Problem Statement
Given a finite graph $G = \langle V, E\rangle$, consisting of vertice set $V$ and edge set $E$, and a finite set of colors $C$, a problem instance of graph coloring is to assign each vertex $v \in V$ a $\text{color} (v) \in C$ such that $\forall \langle v, w\rangle \in E, \text{color}(v) \not= \text{color}(w)$. Now we encode an instance of graph coloring problem into a CNF (conjunctive normal formula) $F$.
Note: The word "encode" means that we'll know a graph coloring problem if a CNF is given, and also will know a CNF if a graph coloring problem is given.
- What is the minimal number of propositional variables in $F$?
- What is the minimal number of clauses in $F$?
Original Version
A solution to a graph coloring problem is an assignment of colors to vertices such that no two adjacent vertices have the same color. Formally, a finite graph $G = \langle V, E\rangle$ consists of vertices $V = \{v_1, \cdots, v_n\}$ and edges $E = \{ \langle v_{i_1} , w_{i_1} \rangle , \cdots , \langle v_{i_k} , w_{i_k} \rangle \}$. The finite set of colors is given by $C = \{c_1, \cdots , c_m \}$. A problem instance is given by a graph and a set of colors: the problem is to assign each vertex $v \in V$ a $\text{color}(v) \in C$ such that for every edge $\langle v, w\rangle \in E$, $\text{color}(v) \not= \text{color}(w)$. Clearly, not all instances have solutions.
Show how to encode an instance of a graph coloring problem into a PL formula $F$. $F$ should be satisfiable iff a graph coloring exists.
- Describe a set of constraints in PL asserting that every vertex is colored. Since the sets of vertices, edges, and colors are all finite, use notation such as “$\text{color}(v) = c$” to indicate that vertex $v$ has color $c$. Realize that such an assertion is encodeable as a single propositional variable $P^c_v$.
- Describe a set of constraints in PL asserting that every vertex has at most one color.
- Describe a set of constraints in PL asserting that no two connected vertices have the same color.
- Identify a significant optimization in this encoding. Hint: Can any constraints be dropped? Why?
- If the constraints are not already in CNF, specify them in CNF now. For $N$ vertices, $K$ edges, and $M$ colors, how many variables does the optimized encoding require? How many clauses?

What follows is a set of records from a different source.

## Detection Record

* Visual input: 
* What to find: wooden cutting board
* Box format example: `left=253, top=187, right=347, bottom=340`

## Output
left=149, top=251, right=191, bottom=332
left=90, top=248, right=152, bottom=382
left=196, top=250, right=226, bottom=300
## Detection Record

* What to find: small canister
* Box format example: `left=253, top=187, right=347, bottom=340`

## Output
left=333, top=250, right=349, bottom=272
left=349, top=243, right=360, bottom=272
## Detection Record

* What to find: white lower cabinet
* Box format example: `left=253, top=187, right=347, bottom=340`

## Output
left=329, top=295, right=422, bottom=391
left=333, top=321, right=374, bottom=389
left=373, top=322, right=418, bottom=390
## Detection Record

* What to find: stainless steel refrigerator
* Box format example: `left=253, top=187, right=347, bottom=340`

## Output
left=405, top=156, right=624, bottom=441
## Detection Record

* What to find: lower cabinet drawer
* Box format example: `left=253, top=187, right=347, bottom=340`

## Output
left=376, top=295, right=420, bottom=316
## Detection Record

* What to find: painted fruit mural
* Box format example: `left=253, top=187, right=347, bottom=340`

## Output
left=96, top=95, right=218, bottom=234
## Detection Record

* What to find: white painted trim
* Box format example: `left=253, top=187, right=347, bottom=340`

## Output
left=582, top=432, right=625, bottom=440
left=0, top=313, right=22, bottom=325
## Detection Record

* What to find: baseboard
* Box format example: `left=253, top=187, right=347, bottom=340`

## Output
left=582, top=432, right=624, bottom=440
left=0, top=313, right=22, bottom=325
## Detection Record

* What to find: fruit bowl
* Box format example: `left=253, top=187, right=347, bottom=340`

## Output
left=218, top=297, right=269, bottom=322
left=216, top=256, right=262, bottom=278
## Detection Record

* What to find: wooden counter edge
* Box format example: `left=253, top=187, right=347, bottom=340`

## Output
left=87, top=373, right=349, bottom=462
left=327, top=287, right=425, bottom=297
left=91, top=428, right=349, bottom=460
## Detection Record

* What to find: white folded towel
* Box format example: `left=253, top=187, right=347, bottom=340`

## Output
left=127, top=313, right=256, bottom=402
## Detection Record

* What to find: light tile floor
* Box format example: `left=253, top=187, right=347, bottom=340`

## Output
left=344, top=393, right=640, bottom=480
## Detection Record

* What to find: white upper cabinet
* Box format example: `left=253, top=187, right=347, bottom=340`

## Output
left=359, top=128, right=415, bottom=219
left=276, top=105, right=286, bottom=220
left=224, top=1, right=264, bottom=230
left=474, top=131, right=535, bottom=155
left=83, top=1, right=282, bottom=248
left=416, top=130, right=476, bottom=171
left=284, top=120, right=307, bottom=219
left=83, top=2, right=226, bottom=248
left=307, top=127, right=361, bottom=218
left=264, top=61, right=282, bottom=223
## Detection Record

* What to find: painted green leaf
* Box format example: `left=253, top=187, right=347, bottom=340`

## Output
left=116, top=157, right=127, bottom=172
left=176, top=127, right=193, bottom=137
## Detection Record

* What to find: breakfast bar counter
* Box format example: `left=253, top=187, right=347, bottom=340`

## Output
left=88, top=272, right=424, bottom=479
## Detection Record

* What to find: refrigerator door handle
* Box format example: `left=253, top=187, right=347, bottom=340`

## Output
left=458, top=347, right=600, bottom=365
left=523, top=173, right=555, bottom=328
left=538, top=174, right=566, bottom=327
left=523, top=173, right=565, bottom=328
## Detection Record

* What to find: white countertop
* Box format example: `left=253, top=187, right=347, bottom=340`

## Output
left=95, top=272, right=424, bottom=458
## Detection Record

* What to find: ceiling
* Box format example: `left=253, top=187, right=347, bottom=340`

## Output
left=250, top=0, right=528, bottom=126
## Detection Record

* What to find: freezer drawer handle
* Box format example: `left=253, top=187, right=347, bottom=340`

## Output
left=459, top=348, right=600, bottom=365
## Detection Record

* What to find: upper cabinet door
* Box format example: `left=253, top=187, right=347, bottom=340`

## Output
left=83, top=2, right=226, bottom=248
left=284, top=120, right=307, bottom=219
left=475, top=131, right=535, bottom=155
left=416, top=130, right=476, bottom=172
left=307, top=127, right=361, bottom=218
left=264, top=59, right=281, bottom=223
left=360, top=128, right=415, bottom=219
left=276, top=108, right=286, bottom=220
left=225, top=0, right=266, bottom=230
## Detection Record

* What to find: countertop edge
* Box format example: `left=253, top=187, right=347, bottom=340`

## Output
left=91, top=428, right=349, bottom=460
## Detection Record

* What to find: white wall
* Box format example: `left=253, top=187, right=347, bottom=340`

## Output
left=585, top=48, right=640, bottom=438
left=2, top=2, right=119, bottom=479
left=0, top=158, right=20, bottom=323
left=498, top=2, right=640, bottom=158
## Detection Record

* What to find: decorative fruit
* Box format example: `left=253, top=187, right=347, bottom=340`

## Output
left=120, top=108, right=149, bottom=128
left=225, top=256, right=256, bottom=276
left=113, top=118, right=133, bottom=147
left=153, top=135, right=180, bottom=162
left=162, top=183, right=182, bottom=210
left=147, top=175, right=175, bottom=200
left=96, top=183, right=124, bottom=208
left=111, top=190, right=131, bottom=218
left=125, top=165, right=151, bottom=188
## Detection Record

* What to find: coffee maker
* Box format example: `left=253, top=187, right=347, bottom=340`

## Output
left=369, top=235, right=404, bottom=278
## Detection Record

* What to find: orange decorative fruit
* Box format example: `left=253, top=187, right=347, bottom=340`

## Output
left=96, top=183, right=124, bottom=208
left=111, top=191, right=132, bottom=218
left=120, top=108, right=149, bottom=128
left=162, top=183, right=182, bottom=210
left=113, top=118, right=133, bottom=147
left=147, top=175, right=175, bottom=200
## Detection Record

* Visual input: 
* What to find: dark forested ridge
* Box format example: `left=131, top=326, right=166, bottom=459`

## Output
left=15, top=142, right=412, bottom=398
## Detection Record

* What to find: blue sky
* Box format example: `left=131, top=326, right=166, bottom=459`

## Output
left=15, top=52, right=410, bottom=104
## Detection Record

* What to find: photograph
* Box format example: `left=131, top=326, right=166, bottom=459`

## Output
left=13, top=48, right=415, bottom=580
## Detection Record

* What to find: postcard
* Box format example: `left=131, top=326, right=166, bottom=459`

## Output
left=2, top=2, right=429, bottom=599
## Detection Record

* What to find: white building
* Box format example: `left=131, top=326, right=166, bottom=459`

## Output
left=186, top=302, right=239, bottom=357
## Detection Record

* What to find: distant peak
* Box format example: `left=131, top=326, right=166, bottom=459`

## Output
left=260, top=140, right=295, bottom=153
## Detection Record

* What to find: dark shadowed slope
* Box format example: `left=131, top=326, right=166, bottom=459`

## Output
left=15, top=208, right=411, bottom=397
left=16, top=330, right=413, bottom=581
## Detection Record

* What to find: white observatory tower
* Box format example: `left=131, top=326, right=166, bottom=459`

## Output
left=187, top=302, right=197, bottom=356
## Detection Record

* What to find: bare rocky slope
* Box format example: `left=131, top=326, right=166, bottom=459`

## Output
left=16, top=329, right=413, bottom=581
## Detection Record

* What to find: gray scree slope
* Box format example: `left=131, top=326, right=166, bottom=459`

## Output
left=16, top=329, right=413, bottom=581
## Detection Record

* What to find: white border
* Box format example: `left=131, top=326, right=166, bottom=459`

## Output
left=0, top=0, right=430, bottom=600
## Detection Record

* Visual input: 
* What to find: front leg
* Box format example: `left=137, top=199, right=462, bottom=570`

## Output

As suggested by @D.W.♦, I copy the original problem here (above is the version simplified by me). This original version is Exercise 1.6 from:
Bradley, A. and Manna, Z. (2007). The Calculus of Computation. Dordrecht: Springer, p.34.
My Analysis
The optimized CNF within my ability is to use propositional variable $P_v^c$ to indicate that $\text{color}(v) = c$. Here we can only use at most $|V|$ colors of all colors, i.e., the number of colors in our design of propositional variables is $|V|\min (|V|, |C|)$. Then we can build a CNF: $$F_0 = \bigwedge_{v \in V} (\bigvee_{c \in C} P_v^c) \wedge \bigwedge_{v \in V} (\bigvee_{c_1 \not= c_2 \in C} (\neg P_v^{c_1} \vee \neg P_v^{c_2})) \land \bigwedge_{c \in C \\ \langle v, w\rangle \in E} (\neg P_v^c \vee \neg P_w^c)$$
In this variable, there're $|V| \min (|V|, |C|)$ propositional variables and $2|V| + |C||E|$ clauses.
I failed to prove $F_0$ is the CNF with neither the least propositional variables nor the least clauses. Is there an another CNF $F'$ with less propostional variables or less clauses? How to find the minimal number of propositional variables and clauses of legal CNFs?